We all know people who prefer to be inside because they are averse to things that fly around or crawl around, or because they want to keep away from germs.

Erin Galloway is one of those people.

"I do consider myself a germaphobe," Galloway said. "I wash my hands constantly. I am one of those people who doesn't want to touch things when I go to a hotel."

She was not too pleased to learn of research by North Carolina State University scientist Robb Dunn.

"Oh lovely -- another spider!" she said while looking at a photo of one spider from Dunn's collection. "Oh my gosh -- it's another one! They are everywhere!"

Entomophobes (bugs in general) and arachnophobes (spiders in particular) may want to stop reading here.

Because they are, in fact, everywhere, Dunn has found, including inside your home.

Dunn is a microbiologist. He started his career traveling to far-off places -- like the rain forest -- to study insects. Then he had a thought.

"It became more and more clear that a lot of the things we were studying in faraway places were also happening under your bed, in your bathroom, all around you, and no one was paying any attention to them," he said.

So he decided to.

He started with a study of 50 Raleigh homes -- looking under beds, in the kitchen, even in shower heads -- to see how many species of spiders he could find. If you are not a fan of insects, you aren't going to like this answer.

"We thought we would find 10, 15 species." he said. "We found more than a thousand species. and the average house had around 100 species."

But not to worry -- he said most of these critters are pretty helpful to have around.

"Many houses have eight or nine kinds of spiders hanging out doing good work causing you no harm, and so you can let them be," Dunn said.

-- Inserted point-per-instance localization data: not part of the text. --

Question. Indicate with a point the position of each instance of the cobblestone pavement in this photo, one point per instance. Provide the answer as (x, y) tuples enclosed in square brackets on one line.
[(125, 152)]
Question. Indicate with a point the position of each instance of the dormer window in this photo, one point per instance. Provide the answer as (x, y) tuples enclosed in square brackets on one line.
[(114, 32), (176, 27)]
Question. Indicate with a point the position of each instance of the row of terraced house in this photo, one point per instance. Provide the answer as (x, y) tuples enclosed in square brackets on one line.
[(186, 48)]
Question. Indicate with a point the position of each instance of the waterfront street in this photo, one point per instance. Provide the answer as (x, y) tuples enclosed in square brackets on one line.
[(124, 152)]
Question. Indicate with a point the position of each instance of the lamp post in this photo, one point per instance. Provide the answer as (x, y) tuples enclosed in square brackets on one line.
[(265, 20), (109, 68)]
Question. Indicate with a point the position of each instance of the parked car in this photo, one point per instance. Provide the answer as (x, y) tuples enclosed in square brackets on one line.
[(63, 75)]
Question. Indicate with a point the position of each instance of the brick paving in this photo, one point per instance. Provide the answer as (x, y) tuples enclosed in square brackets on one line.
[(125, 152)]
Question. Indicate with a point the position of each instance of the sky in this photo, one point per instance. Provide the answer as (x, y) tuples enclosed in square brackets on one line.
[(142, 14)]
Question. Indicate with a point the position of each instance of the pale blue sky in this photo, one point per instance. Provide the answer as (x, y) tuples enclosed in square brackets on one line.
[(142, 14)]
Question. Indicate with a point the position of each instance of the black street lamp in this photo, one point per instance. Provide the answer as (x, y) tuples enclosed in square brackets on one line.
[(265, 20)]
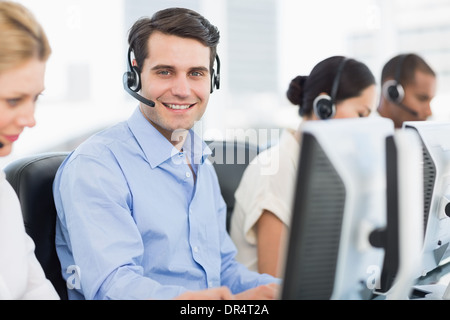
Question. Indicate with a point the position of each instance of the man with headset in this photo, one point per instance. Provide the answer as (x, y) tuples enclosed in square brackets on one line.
[(140, 213), (408, 86)]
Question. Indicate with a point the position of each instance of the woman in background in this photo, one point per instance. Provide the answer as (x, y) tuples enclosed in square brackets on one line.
[(337, 87), (24, 51)]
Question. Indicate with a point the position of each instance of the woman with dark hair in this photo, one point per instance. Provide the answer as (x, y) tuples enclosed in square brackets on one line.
[(337, 87)]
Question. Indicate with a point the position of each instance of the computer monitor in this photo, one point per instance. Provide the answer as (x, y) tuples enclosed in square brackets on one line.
[(435, 138), (338, 235)]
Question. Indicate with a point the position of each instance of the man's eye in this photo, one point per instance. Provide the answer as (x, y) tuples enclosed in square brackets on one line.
[(13, 102)]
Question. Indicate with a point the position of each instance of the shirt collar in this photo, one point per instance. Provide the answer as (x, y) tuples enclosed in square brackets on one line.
[(151, 140)]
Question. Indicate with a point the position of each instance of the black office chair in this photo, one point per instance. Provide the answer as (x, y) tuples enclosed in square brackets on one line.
[(230, 158), (32, 179)]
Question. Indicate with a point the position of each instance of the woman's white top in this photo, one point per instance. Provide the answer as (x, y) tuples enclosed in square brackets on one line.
[(268, 183), (21, 275)]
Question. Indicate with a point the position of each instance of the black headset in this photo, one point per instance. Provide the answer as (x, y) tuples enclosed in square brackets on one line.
[(393, 89), (324, 105), (132, 80)]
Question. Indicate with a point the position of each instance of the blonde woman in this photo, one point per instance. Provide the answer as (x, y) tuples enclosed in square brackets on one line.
[(24, 50)]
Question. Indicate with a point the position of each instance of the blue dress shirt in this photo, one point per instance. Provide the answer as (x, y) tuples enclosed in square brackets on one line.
[(134, 224)]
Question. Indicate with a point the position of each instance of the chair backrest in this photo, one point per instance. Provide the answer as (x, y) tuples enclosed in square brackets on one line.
[(230, 158), (32, 179)]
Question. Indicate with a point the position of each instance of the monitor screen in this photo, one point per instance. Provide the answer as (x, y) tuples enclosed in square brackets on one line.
[(338, 235), (435, 138)]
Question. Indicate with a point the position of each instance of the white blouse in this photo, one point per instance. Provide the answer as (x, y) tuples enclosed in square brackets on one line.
[(267, 184), (21, 275)]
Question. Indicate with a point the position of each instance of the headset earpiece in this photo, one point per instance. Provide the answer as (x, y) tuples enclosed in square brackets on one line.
[(215, 77), (393, 91), (132, 78), (324, 105), (132, 81)]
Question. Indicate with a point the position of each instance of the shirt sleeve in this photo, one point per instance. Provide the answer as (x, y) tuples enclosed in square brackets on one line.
[(95, 198), (38, 286)]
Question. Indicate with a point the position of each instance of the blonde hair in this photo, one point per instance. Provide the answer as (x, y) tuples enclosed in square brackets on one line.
[(21, 36)]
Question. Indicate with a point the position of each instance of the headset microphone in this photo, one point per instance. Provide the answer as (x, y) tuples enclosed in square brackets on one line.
[(132, 82)]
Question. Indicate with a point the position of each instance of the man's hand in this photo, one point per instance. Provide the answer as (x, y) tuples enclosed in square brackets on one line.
[(221, 293), (263, 292)]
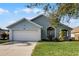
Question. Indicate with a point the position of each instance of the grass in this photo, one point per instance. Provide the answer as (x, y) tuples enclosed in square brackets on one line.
[(67, 48), (3, 41)]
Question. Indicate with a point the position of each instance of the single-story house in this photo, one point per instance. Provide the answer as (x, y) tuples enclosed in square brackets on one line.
[(36, 29), (2, 31), (75, 33)]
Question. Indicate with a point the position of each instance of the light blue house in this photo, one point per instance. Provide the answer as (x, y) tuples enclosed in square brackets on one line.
[(36, 29)]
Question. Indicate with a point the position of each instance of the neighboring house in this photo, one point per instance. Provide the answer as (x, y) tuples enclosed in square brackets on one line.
[(75, 33), (3, 30), (36, 29)]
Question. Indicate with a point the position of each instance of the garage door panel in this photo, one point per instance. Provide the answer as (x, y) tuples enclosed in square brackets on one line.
[(26, 35)]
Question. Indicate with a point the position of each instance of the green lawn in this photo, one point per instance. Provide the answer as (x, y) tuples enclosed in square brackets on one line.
[(3, 41), (67, 48)]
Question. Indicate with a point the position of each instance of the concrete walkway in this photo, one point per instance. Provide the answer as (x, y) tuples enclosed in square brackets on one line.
[(17, 48)]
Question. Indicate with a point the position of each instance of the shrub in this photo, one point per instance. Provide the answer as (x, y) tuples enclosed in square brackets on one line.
[(61, 36)]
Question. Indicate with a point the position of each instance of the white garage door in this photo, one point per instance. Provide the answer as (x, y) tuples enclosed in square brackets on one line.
[(27, 35)]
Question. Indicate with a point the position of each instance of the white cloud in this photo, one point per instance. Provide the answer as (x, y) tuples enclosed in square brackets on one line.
[(2, 11), (11, 22), (27, 10)]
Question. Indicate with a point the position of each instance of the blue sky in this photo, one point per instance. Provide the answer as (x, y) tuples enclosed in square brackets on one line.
[(10, 13)]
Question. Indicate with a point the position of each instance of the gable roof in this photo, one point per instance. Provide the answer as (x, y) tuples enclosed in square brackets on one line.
[(23, 20), (47, 17)]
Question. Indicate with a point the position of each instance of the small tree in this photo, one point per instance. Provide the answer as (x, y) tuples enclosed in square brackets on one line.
[(4, 35)]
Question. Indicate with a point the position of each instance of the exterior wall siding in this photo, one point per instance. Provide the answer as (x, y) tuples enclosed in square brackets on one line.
[(43, 21)]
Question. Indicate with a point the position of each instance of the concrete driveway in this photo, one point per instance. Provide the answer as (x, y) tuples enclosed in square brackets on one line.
[(17, 48)]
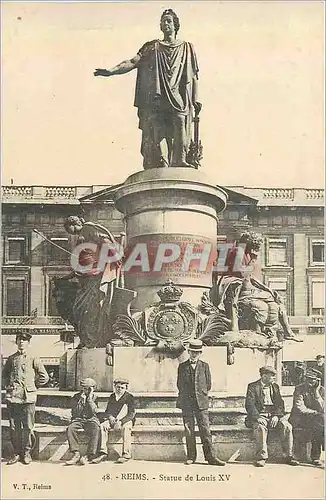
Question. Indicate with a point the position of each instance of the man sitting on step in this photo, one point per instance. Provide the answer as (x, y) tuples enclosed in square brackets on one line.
[(119, 415), (84, 417), (265, 409), (307, 415)]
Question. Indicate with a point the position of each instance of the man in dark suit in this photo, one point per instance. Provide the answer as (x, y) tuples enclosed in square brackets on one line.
[(265, 411), (22, 374), (308, 412), (83, 416), (194, 383), (119, 416)]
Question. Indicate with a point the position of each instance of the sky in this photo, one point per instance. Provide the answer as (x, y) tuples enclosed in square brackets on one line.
[(261, 85)]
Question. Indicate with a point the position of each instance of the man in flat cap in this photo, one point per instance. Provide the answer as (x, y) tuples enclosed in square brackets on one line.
[(265, 411), (119, 415), (308, 412), (194, 383), (84, 416), (22, 374)]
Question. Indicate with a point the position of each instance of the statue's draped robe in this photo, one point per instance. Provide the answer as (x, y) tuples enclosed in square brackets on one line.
[(164, 89), (91, 308), (251, 295)]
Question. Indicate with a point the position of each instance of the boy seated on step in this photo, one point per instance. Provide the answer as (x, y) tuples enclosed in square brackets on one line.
[(119, 415), (84, 417)]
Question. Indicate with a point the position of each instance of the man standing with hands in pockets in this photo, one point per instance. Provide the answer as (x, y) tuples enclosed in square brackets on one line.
[(194, 383)]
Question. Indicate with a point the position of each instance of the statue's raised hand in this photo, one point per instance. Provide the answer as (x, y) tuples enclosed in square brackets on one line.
[(101, 72)]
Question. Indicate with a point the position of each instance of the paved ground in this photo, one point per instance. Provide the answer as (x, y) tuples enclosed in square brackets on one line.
[(138, 479)]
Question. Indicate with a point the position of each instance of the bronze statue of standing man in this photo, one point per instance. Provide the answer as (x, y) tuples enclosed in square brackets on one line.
[(166, 95)]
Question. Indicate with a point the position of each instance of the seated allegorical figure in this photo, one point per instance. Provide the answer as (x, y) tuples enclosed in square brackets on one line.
[(84, 298), (249, 303)]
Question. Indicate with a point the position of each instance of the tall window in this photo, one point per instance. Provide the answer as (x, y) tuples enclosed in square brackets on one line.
[(57, 256), (15, 250), (276, 252), (317, 252), (52, 304), (15, 295), (280, 286), (318, 297)]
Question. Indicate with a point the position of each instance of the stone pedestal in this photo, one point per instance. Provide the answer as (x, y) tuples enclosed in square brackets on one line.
[(77, 364), (151, 372), (177, 206)]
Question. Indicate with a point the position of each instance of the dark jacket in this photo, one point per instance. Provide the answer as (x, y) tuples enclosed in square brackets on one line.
[(306, 404), (22, 374), (114, 407), (255, 402), (193, 388)]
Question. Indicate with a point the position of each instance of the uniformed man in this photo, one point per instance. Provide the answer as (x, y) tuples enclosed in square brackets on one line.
[(22, 374)]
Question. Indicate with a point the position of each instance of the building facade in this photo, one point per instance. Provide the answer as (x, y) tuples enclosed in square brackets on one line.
[(291, 222)]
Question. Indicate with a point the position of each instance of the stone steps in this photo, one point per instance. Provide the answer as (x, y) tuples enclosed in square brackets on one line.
[(144, 416)]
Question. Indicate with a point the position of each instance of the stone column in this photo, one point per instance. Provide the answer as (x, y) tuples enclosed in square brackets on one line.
[(177, 206)]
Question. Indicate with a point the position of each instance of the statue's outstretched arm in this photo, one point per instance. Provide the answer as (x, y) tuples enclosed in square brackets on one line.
[(120, 69)]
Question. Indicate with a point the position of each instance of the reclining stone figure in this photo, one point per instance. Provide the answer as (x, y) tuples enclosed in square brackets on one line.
[(243, 299)]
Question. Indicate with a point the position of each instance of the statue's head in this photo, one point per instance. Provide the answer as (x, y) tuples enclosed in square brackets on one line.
[(253, 242), (74, 224), (169, 20)]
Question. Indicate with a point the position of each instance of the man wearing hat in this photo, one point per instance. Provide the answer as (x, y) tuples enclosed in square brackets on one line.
[(22, 374), (119, 415), (265, 411), (84, 416), (194, 383), (308, 412)]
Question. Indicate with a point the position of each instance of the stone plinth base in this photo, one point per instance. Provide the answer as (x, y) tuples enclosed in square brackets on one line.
[(175, 209), (150, 371), (77, 364)]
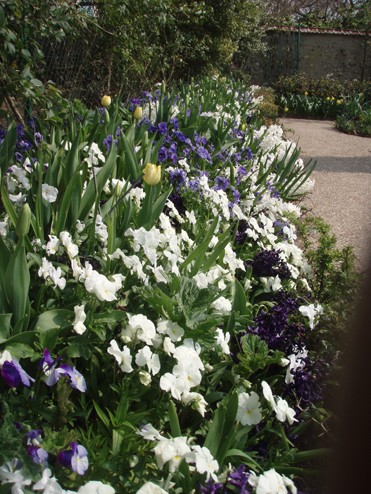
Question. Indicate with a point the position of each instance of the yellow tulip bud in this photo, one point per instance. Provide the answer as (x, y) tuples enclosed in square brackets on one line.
[(152, 174), (138, 112), (106, 100)]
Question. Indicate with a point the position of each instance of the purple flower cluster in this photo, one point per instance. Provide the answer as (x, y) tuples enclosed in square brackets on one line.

Take, for example, the spitting spider.

"It spits a ball of venomous silk on teeny-tiny prey in your house," Dunn said. "So while you are upstairs sleeping and those fruit flies that you don't like are flying around, it's in there doing the good work one spit at a time. "

There's also a wasp -- not the stinging kind -- that you could learn to love.

"It specializes in laying its eggs in the egg cases of cockroaches," Dunn said.

The wasp kills the cockroaches, so it's not all bad. And that's why Dunn started this research in the first place.

"We would like to help people think about, What lives with me?" he said. "And how can I do daily things that tip the balance toward species that are more beneficial?"

He says trying to disinfect with cleaning products promising to kill 99 percent of germs will also wipe out some of the bugs that can actually help you. He says the best way to a clean and healthy home is to open the windows.

"Your choice is not a sterile surface or a surface with life on it," he said. "It's just a choice about which life you're going to have in your house around you every day."